Special care is needed when performing a reduction if the body contains abstracts and a term to be substituted contains free variables. The short account of this sort of case is that no free variable should become bound as a result of reduction and that abstracts should be replaced by alphabetic variants as necessary to avoid this happening. The easiest way to insure this is to choose bound variables so that they are all different from each other and from any free variables. However, our use of abstracts will be limited to much simpler situations, so a detailed rule is not important. Moreover, we will regard reduced and expanded expressions as two ways of writing the same formula or term, so no rule at all is needed as part of our rules for derivations, where sentences will be written only in fully reduced form.
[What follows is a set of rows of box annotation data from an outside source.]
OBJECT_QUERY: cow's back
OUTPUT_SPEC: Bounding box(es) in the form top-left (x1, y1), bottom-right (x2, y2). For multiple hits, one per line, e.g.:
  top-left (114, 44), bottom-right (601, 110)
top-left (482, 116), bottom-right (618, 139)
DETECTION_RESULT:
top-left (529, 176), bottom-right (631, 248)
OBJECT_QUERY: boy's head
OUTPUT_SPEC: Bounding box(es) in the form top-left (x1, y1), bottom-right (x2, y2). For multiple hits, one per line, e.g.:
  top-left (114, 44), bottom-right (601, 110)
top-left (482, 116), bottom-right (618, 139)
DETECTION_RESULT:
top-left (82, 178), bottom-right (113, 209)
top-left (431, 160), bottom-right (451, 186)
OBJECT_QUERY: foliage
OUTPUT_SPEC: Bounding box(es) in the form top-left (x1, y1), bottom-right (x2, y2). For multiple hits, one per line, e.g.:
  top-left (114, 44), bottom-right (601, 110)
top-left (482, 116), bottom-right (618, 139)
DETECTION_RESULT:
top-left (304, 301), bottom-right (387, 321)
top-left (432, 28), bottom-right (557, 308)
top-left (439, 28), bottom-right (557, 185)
Let us now return to the issue of pronouns and truth-functional connectives. From our present point of view, the fact that pronouns can always be replaced by individual term antecedents can be seen as the result of the fact the reduction is always possible. The analyses of sentences involving quantifier phrases that we will go on to develop in the next couple of chapters will employ predicate abstracts but not by way of predication, so nothing analogous to reduction will be in question. That can be cited as the reason a pronoun often cannot be replaced by a quantifier phrase antecedent—as in A mother visited the class and she spoke to Davie, which is not equivalent to A mother visited the class and a mother spoke to Davie. In cases where replacement by a quantifier phrase antencedent is possible without changing the meaning—as in A mother visited the class or she spoke to Davie on the phone—this will be due to special interactions between the quantifier phrase and other logical constants in the sentence.

Finally, although our focus has been on pronouns, much of what we have seen applies also to sentences containing compound predicates and other compound phrases. The sentence Ann visited the class and spoke to Davie can also be analyzed as [Vxc ∧ Sxd]xa. While this analysis introduces the symbolic analogues pronouns that do not appear in the English, it does capture the form of the English in one respect: it treats it as a predication whose predicate contains the connective. And the possibility of restating the sentence as Ann visited the class and Ann spoke to Davie can be seen as due to the reduction of this form to Vac ∧ Sad.